The 10 Democrats voting against the bill were Lon Burnam (Fort Worth), Terry Canales (Brownsville), Joe Deshotel (Port Arthur), Harold Dutton (Houston), Naomi Gonzalez (El Paso), Roland Gutierrez (San Antonio), Eric Johnson (Dallas), Borris Miles (Houston), Senfronia Thompson (Houston) and Hubert Vo (Houston). I will most definitely remember them next year.

This actually means that the Texting ban isn’t quite as dead as we figured it to be. If Guillen is present at the next vote, the number is at 99. The other Democrat missing was Rene Oliveira (Brownsville), who is recovering from an automobile accident. The options for getting the one more vote is to get Oliveira there (assuming he is a supporter), or trying to peel off at least one Democratic holdout. My money is on Burnam, for what it’s worth.

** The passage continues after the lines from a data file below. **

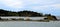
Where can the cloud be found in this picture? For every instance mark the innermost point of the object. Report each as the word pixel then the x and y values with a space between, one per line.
pixel 13 3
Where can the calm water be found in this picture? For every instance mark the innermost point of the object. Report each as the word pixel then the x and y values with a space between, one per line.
pixel 29 24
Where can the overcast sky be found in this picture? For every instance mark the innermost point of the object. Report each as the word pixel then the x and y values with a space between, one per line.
pixel 43 6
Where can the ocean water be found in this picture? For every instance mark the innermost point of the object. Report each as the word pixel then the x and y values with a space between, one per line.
pixel 29 24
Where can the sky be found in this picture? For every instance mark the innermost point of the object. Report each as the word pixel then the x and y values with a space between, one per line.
pixel 41 6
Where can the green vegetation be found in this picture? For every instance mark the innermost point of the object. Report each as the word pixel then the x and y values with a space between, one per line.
pixel 26 13
pixel 20 13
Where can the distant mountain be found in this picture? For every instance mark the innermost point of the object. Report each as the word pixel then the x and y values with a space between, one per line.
pixel 21 13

It is worth nothing that just because all but one of the 10 Democratic holdouts is a racial minority, doesn’t mean that African-Americans or Hispanics are any less supportive of this measure. That is just the typical makeup of the House Democratic Caucus nowadays.

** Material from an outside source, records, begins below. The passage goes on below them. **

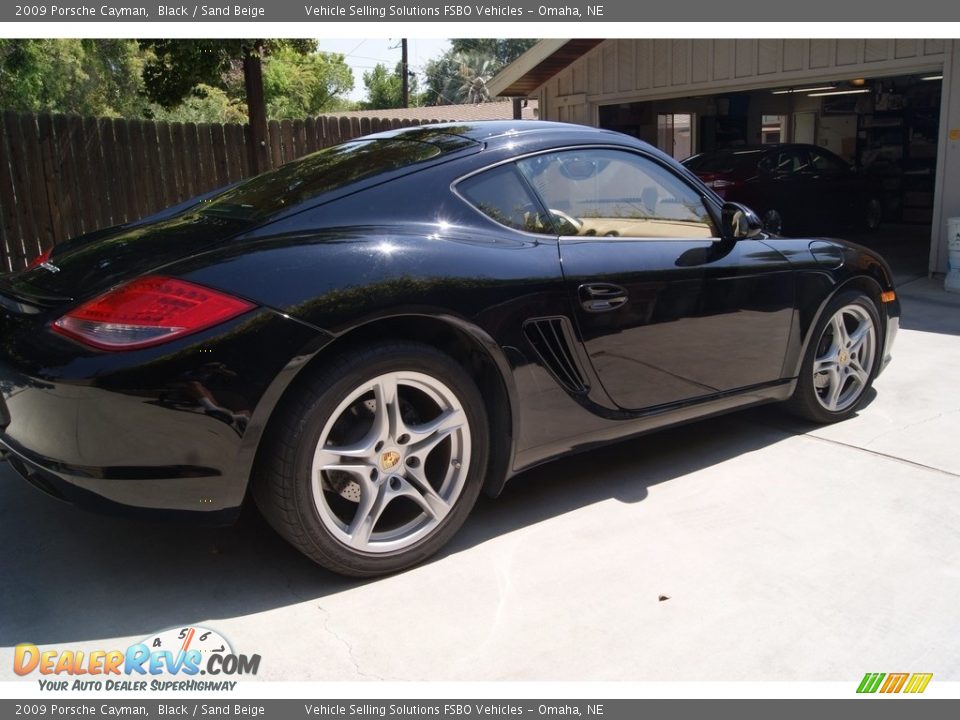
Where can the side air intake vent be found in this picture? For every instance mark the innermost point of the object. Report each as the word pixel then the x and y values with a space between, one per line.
pixel 551 338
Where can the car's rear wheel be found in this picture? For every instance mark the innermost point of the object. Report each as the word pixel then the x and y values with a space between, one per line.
pixel 378 460
pixel 841 361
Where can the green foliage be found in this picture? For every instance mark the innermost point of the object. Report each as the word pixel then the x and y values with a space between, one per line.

Dutton wants Decriminalization

The Houston Press is reporting that Harold Dutton, the longtime State Representative for District 142, is vociferously supporting a bill he introduced, that would decriminalize possessing less than 1 ounce of pot.

The exact penalty, a Class C Misdemeanor, would be roughly equivalent to that of Public Intoxication, Minor in Possession (of Alcohol) or Disorderly Conduct. Dutton claims that “Of the 70,000 cases filed on Marijuana possession in Texas, about 30,000 encompass the possession of two ounces or less.” It is worth noting that Dutton has tried this before, and the bill never even made it out of committee. Let us hope this year’s bill does not suffer the same fate.

For what it’s worth, I have been a big proponent of pot legalization for a number of years, but am always willing to take baby steps towards that goals by doing things like supporting decriminalization and medical pot. My position for why to legalize, however, is probably very different than most people my age. It is from an approach of fiscal conservatism. For example, I spent a number of weeks last year working at a Harris County Criminal Court at Law. Probably half of the cases in the court were POMs (pot possession). If you made general possession a decriminalized offense, most of these cases would never go before a court, thus freeing up money for court costs, police, prisons, etc. In addition, the police could use their precious time going after actual violent criminals.

For what it’s worth, Hair Balls got a big fact wrong. They incorrectly identified Dutton’s bill of decriminalization as HB 192, it is actually HB 184.